Don’t confuse 4 minutes with 4 years.

For Christmas, I gave Jenny a family portrait drawn by one of my favorite artists. His name is Bump Galletta and I absolutely love his illustrations. (You should check out his work!)

In addition to the portrait, he created a video documenting the process.

What’s interesting is that the video, shown in fast forward, only takes about 4 minutes to watch.

It’s tempting to watch that video and get confused into thinking that it only took 4 minutes to make.

Deep down we know we’re watching something in fast forward, but there’s a part of us that hopes expertise will come that quickly.

We want our art to take 4 minutes. Not 4 hours.

We want fast forward skills, instant expertise and overnight success.

We see the quick video and mistakenly believe the skills were acquired quickly.

Part of the reason we do this is because we live in an age of instant experts. Someone does something reasonably well for a week online and then sells a product teaching you how to do it. Promotion makes you look like an expert. Practice actually makes you one.
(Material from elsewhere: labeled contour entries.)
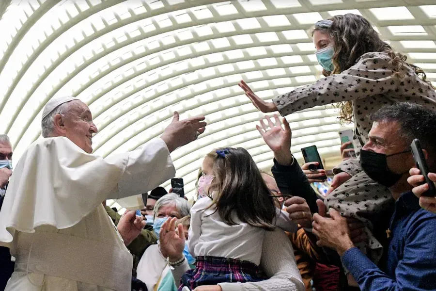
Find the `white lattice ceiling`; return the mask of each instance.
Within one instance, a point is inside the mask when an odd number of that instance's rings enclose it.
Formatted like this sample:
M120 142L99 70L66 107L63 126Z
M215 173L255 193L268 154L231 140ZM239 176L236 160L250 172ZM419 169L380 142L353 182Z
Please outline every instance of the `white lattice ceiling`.
M174 110L182 117L204 114L206 132L172 155L191 194L202 158L214 147L244 146L261 167L271 166L272 154L255 129L262 115L237 84L243 79L270 99L315 81L320 67L306 31L317 20L347 13L364 16L436 80L435 4L5 0L0 132L10 137L16 162L39 137L47 101L73 95L89 105L99 129L95 153L107 156L158 136ZM287 116L293 151L314 143L324 157L338 155L337 116L327 106Z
This creates a false expectation and real pressure that perhaps your road will be short too. That expertise is easy or fast. But it’s not.

Ask Bump Galletta.

This 4 minute video took him 4 hours to draw. More than that, learning how to draw took him a lot longer than 4 years to learn.

One of the key elements I talk about in Do Over is developing your skills. Why? Because they take time and we all need encouragement along the way to keep drawing.

Don’t feel pressure or shame if you can’t make an amazing 4 minute video yet. Stack up the hours into days. And then the days into weeks and then, months and eventually years.

That’s the best (and really only) way to get amazing skills, the kind real experts always have.

  • Laura Galuppi
    Posted at 08:36h, 26 January Reply

    Love the sketch…but why no noses?

  • clint
    Posted at 14:48h, 26 January Reply

    I checked out his website and he does great work, but why does he hate noses so much?

  • David Mike
    Posted at 18:13h, 26 January Reply

    10,000 hrs!

  • Al Men
    Posted at 18:45h, 26 January Reply

    Great video!

  • Nathana Clay
    Posted at 10:51h, 27 January Reply

    Thank you for sharing! Your perspective often encourages me to go on hustling and chasing my dream. Some days I fall so easily into the comparison trap. With where I am at currently, I feel like I need much more practice, and less emphasis on promotion. I am looking forward to reading “Do Over”!

  • Blake Thompson
    Posted at 16:09h, 27 January Reply

    I wondered the same thing about noses. I thought, “I guess he’s going to add those last…” But he never did!

    Great work even though.

  • Peter Gowesky
    Posted at 09:01h, 28 January Reply

    This is so encouraging. It fits right in with what I’ve been thinking about this year… This year I have decided to take more risks to be more courageous and chase my dreams. The funny thing is that somewhere along the way, I have bought into the lie that I should be just as good as the experts… Truth is I may be, but just as you said, it comes with time and with practice.

    Thanks for the encouragement not to give up on my dreams!

  • Chris Shumate
    Posted at 07:30h, 30 January Reply

    Jon – I enjoyed what he did for you so much that I ordered one from him. I’m giving it to my wife for Valentine’s Day. Since she follows me on Instagram and Facebook, I haven’t posted it there yet. But since she doesn’t read blog I will post it here. I am very happy with his work. Check out the video he did for us. I love how he documented the process. It makes it that much more special to me.

  • Scott Beebe
    Posted at 14:44h, 02 February Reply

    This was a mini-breakthrough for me taking the plunge into the world of creating things. The bright gloss must be weighed against reality. What I have found is people tend to appreciate the relief of un-produced piece as much as they feel skeptical of an over-produced piece.